Assim, é de notar que, de acordo com a última sondagem da Católica, o PS venceria as eleições (se estas se realizassem hoje), com uma distância folgada do PSD e com quase mais 5% do que o resultado obtido nas últimas legislativas.
Aqui nota-se, com razão, que o PSD se encontra numa posição fragilizada, atravessando um conturbado processo de mudança de liderança, sugerindo-se, no fundo, moderação na avaliação destes resultados.
No entanto, o que a mim me pareceu mais surpreendente nesta sondagem (e
aqui diz-se que o Expresso divulga amanhã uma da Eurosondagem com resultados semelhantes) foi o baixo resultado dos partidos à esquerda do PS, em particular do BE. Ora, acho este dado particularmente assinalável, pois tenho que este foi um eleitorado crucial que o PS perdeu nas últimas eleições legislativas.

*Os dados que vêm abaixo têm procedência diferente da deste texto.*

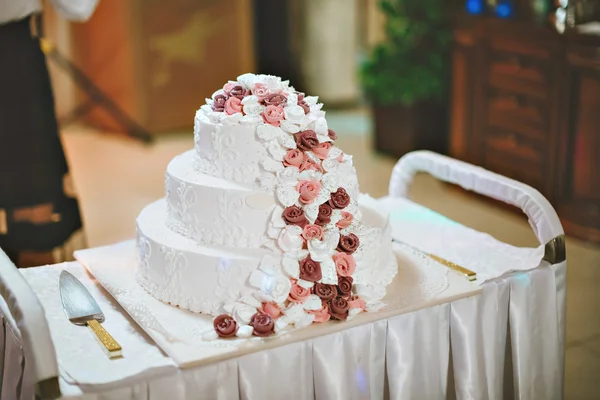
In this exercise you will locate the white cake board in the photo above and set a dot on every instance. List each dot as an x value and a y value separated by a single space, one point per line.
419 284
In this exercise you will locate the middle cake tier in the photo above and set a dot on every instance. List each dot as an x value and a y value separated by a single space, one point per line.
213 211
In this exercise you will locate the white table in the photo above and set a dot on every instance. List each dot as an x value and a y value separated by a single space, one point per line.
400 357
504 339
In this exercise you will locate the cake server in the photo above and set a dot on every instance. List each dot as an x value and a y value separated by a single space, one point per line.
467 273
81 309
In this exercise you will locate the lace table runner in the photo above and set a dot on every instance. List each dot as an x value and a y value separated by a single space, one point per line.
420 283
436 234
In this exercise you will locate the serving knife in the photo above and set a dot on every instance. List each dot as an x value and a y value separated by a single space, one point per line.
467 273
81 309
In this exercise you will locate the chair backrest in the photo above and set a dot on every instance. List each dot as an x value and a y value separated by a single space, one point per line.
28 321
542 217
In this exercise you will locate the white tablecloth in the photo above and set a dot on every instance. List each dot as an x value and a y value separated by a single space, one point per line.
505 342
410 356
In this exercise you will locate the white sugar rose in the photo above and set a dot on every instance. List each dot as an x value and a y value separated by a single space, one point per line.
294 114
292 99
253 109
279 288
290 238
289 175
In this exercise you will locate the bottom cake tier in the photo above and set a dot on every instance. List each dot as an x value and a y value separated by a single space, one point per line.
178 271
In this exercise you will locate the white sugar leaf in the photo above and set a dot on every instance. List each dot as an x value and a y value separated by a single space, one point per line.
276 151
271 165
267 132
312 303
287 141
289 127
291 267
287 195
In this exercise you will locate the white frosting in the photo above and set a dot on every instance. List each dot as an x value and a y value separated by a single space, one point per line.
213 211
231 152
218 243
176 270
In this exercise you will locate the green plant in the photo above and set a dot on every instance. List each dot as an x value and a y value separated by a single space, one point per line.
412 63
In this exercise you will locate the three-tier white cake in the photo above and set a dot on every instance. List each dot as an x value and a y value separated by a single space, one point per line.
261 224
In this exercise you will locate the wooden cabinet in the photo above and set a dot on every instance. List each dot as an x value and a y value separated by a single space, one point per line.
526 104
578 180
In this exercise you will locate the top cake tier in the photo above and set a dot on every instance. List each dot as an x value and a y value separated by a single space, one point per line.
255 126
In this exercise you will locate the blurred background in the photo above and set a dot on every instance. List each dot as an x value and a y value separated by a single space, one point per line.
510 85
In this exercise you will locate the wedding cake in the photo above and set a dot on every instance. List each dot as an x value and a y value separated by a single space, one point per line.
261 224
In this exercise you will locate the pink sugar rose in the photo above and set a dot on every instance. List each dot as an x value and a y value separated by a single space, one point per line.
228 86
322 150
294 158
310 165
273 115
260 90
344 264
219 102
357 302
321 315
345 221
312 231
298 294
308 191
233 105
271 309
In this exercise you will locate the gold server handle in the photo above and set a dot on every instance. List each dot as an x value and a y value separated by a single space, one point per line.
470 275
113 348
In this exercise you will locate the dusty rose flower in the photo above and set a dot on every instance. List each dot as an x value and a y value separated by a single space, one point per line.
273 115
321 315
263 324
298 294
271 309
304 106
324 216
228 86
322 150
233 105
219 103
294 215
311 232
225 326
345 286
324 291
344 264
260 90
346 220
309 190
349 243
275 99
306 140
338 308
239 92
339 199
294 158
310 270
310 165
357 302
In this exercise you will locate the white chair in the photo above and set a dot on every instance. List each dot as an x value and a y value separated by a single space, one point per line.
537 313
26 340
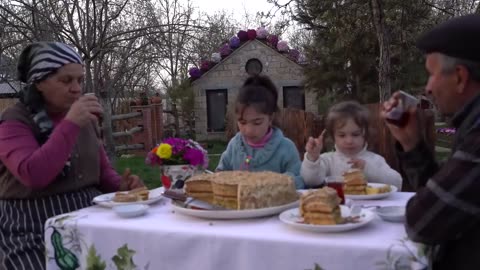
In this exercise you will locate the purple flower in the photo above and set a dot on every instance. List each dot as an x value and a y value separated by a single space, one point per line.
194 156
194 72
178 145
447 131
205 65
234 42
293 55
242 35
282 46
302 59
273 40
225 50
216 57
252 34
262 33
152 159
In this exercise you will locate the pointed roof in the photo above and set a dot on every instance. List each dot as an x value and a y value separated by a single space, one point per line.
236 43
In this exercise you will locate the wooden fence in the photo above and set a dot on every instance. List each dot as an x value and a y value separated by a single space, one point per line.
138 130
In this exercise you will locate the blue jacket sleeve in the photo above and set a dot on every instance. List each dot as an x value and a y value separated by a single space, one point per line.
292 164
225 163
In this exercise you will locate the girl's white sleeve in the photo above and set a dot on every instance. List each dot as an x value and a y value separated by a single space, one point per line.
313 173
378 171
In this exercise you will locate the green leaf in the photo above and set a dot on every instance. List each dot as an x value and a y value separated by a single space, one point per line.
94 261
124 258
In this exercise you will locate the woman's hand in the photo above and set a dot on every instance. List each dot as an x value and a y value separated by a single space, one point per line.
84 110
130 181
314 147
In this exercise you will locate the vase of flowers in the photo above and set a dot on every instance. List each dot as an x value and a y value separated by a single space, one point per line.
178 160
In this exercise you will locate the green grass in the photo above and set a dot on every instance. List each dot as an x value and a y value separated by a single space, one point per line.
151 175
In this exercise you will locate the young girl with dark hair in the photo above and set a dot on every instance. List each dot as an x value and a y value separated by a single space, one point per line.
259 145
347 123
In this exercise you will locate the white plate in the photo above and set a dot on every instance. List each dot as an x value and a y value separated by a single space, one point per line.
348 202
233 214
106 200
130 210
293 218
393 189
391 213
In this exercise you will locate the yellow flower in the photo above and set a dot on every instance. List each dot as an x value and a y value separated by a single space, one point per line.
164 151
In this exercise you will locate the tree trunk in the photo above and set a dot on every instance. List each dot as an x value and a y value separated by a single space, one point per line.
107 127
384 83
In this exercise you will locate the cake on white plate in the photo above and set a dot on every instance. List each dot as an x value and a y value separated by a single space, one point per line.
240 190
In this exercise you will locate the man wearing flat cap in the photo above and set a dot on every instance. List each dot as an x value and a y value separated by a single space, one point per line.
444 214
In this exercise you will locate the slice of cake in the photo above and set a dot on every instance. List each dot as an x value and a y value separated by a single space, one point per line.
200 187
142 193
378 190
355 183
321 207
252 190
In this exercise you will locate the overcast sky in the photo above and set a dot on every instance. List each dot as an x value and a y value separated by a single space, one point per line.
252 6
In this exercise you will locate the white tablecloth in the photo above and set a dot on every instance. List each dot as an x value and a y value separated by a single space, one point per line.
163 239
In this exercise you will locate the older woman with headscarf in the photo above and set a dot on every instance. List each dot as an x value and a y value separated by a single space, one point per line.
52 160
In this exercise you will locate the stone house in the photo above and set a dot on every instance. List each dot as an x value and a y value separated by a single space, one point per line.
215 91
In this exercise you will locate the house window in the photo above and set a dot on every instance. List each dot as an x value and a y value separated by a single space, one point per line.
294 97
253 67
216 109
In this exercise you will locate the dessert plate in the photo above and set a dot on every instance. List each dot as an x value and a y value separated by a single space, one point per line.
130 210
232 214
393 189
293 218
106 200
391 213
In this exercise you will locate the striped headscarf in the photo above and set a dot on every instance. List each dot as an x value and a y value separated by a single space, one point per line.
37 61
41 59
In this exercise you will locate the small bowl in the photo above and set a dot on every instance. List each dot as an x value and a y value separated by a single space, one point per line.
130 210
391 213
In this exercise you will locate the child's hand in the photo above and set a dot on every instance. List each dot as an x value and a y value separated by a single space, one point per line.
314 147
357 163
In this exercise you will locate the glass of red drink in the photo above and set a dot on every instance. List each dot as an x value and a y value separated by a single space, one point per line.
336 182
399 115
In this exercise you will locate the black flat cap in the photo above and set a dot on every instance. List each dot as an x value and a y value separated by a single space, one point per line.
458 37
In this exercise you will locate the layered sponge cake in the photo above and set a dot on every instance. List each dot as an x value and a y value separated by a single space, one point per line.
245 190
321 207
200 187
354 182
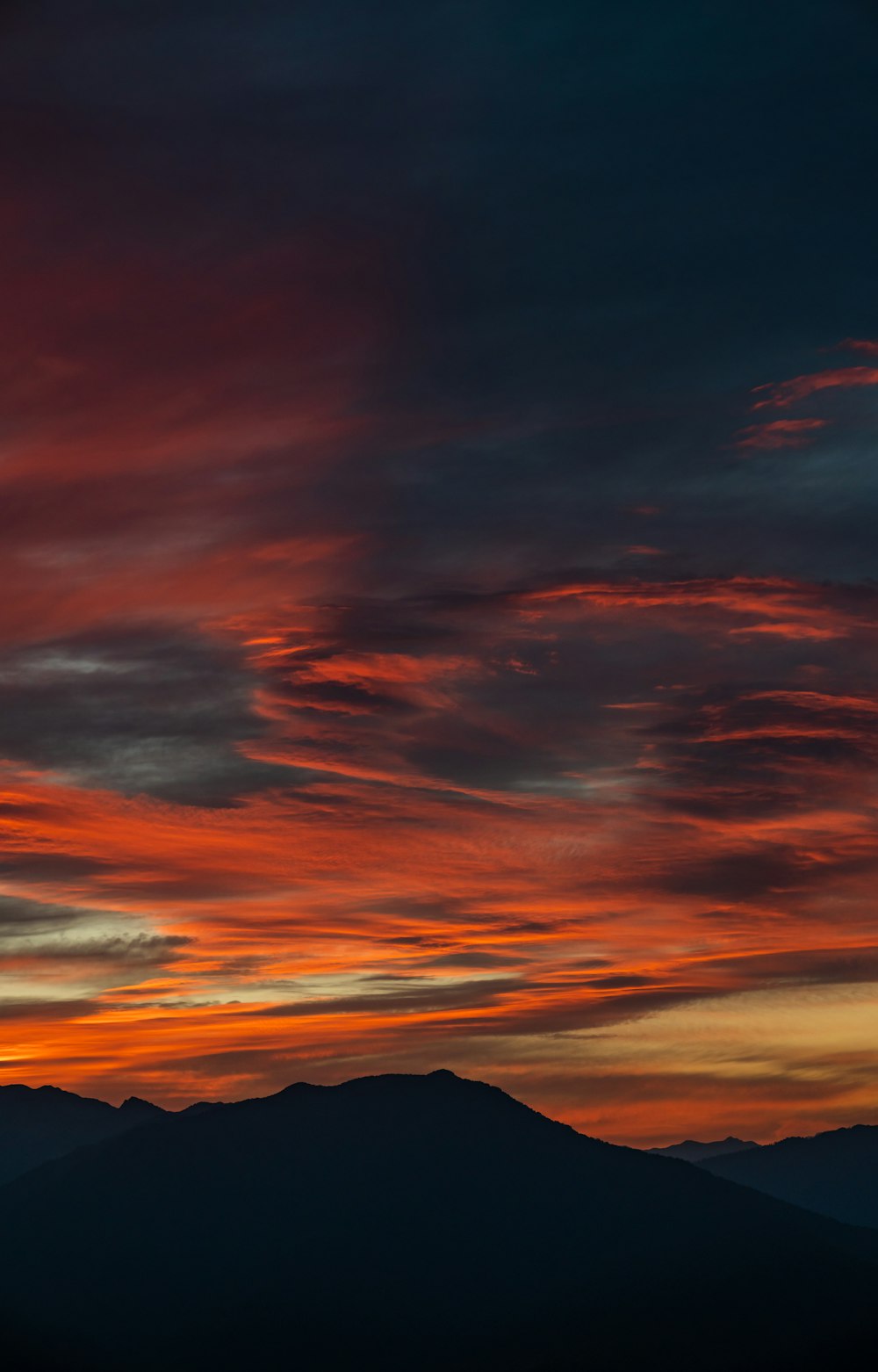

Uma leitura possível destas sondagens seria que este eleitorado não está satisfeito com a forma como estes partidos os têm representado, nomeadamente através de coligações espúrias com a direita parlamentar, com o aparente único objectivo de castigar o PS e o Governo. E que, nestas condições, estariam disponíveis a voltar a votar no PS.
Mas, como dizia no início, isto sou eu e as minhas lentes cor-de-rosa.